Still wondering if Rick Astley gives up anything for Lent.
When you’re in the shower, and you hear loud thumps and you think
“THEY’RE KILLING MY FAMILY, AND I’LL HAVE TO FIGHT THE ATTACKER NAKED”
I can relate to Eminem because I’m also a black man trapped in a white woman’s body.
Once upon a time (today) I had to help with pre school homework
Me: -holds up yellow
Me: What color is this?
4: McDonalds
The end
At a local restaurant, I got on one knee and she said yes. 13 years later I haven’t got the balls to tell her I was just chasing a crouton.
“I just died in your arms” sounds much more romantic than “You’re holding a dead body.”
“Oh, look! She’s drinking vodka, let’s kill her!” – Spiral staircases
I’m following around cop cars all day to let them know how it feels.
It’s raining men because the aliens are returning the abductees in the most compelling way possible.
Just built a kite that’ll hold my cat. Figured if a mouse helped discover electricity then my cat & I should be able to unlock time travel.
Get a tattoo with Chinese symbols that reads, “I don’t know. I don’t speak Chinese.” Wait for people to ask what your tattoo means.

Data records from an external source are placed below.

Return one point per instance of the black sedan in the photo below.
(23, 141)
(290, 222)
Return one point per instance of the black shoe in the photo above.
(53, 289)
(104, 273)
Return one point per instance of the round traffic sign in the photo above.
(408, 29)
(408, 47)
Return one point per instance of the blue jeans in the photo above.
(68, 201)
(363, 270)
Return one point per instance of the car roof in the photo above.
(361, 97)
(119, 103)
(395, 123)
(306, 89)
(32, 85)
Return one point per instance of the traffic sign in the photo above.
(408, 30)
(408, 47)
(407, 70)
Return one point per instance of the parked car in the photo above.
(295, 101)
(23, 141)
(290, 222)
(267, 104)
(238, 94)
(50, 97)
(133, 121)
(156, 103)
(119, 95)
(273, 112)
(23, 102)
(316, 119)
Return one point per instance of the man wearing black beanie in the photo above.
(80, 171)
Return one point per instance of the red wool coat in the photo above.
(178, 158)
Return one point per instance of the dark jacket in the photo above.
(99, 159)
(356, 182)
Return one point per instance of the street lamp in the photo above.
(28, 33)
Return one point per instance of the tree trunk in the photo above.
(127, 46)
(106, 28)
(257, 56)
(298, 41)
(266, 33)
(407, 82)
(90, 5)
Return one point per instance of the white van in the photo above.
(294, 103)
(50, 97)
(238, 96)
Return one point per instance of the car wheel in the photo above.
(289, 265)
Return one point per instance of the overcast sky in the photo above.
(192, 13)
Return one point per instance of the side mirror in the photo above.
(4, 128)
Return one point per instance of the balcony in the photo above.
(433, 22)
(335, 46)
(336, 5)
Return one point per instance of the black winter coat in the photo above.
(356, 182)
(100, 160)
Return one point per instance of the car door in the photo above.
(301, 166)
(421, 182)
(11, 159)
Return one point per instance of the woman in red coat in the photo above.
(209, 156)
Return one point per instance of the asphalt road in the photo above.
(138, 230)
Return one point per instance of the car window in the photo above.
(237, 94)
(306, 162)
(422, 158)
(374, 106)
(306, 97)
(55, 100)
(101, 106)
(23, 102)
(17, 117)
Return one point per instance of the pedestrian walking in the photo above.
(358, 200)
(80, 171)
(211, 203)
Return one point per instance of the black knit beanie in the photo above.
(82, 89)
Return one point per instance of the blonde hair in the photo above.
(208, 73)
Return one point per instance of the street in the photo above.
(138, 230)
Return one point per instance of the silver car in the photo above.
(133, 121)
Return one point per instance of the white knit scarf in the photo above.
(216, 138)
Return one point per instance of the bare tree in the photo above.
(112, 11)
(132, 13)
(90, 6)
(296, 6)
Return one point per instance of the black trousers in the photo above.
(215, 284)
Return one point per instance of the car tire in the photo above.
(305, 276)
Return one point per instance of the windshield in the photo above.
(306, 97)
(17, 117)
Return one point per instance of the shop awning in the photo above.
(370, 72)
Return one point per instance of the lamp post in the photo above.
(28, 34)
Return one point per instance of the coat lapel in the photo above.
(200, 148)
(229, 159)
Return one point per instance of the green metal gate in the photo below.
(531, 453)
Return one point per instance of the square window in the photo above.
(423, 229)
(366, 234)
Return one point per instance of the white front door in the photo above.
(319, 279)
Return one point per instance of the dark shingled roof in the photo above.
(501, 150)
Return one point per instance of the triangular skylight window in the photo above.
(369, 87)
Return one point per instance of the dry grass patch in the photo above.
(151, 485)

People in sleeping bags are the soft tacos of the bear world.
Watching my mother-in-law order at Starbucks is like watching a drunk gorilla try to start a car with a french fry.
LIFE LESSON: Never do anything which you don’t want to explain to the Paramedics.
One time my dad caught me smoking an e-cig so he took me out to the shed and made me smoke an entire VCR.